United & Continental: Merger or Monopoly?

Are monopolies making a comeback in America?

United Airlines announced today that it will buy Continental Airlines for $3 billion, and in the process become the world’s largest airline. The new super-airline will still be called United Airlines (though the company will be United Continental Holdings) and it will fly more than 144 million passengers a year to 370 destinations across 59 countries.

Various news outlets had reported that United was in merger talks with Continental as well as US Airways since the beginning of last month, but as Seeking Alpha points out, this decision actually dates back to 2008 when Delta and Northwest Airlines announced their own merger, making it the largest airline… until now.

The United-Continental deal still needs to be approved by the unions of both companies as well as by U.S. antitrust regulators. There are 13 “nonstop routes” where the new company would effectively have a monopoly, but according to the Huffington Post, the Delta merger included 12 such routes.

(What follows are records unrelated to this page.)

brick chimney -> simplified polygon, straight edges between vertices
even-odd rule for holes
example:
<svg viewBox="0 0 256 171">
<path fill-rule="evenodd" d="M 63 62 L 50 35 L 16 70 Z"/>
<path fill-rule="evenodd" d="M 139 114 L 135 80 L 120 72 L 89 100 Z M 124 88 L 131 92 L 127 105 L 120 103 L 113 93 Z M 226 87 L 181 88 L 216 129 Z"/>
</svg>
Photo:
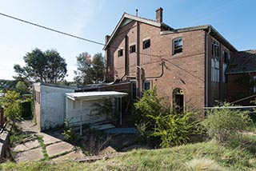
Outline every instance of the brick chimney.
<svg viewBox="0 0 256 171">
<path fill-rule="evenodd" d="M 158 8 L 155 12 L 157 22 L 162 22 L 162 8 Z"/>
</svg>

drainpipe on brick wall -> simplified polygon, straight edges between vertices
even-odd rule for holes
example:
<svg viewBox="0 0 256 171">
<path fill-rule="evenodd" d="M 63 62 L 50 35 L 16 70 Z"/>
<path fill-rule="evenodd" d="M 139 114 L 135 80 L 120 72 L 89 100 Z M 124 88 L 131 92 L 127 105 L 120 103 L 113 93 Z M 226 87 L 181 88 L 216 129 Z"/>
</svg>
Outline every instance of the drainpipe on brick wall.
<svg viewBox="0 0 256 171">
<path fill-rule="evenodd" d="M 140 46 L 139 46 L 139 22 L 137 21 L 137 77 L 136 77 L 136 80 L 137 80 L 137 84 L 136 84 L 136 89 L 137 89 L 137 97 L 142 97 L 142 94 L 141 94 L 141 67 L 140 67 L 140 58 L 139 58 L 139 53 L 140 53 Z"/>
<path fill-rule="evenodd" d="M 208 60 L 209 60 L 209 34 L 210 34 L 210 31 L 211 31 L 211 29 L 210 29 L 210 26 L 208 27 L 209 30 L 206 35 L 206 107 L 208 107 L 208 103 L 209 103 L 209 101 L 208 101 L 208 87 L 209 87 L 209 85 L 208 85 Z"/>
</svg>

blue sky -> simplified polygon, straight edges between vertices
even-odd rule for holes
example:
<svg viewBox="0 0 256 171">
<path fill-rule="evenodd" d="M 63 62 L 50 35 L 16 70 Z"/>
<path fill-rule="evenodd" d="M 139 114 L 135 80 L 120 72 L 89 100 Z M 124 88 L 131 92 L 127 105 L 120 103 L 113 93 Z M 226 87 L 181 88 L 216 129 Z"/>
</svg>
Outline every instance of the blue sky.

This time could be different though. "Many in the industry have wondered whether the Justice Department under the Obama administration will be as inclined to approve a mega-airline as it was under George W. Bush," the Huffington Post reports.

Still, industry insiders say the odds are good that the big merger will be approved, but it does raise questions of whether American companies are becoming too large for their own good.

Earlier this year, Ticketmaster got approval from the U.S. Justice Department to merge with Live Nation, essentially guaranteeing it control over the domestic concert industry.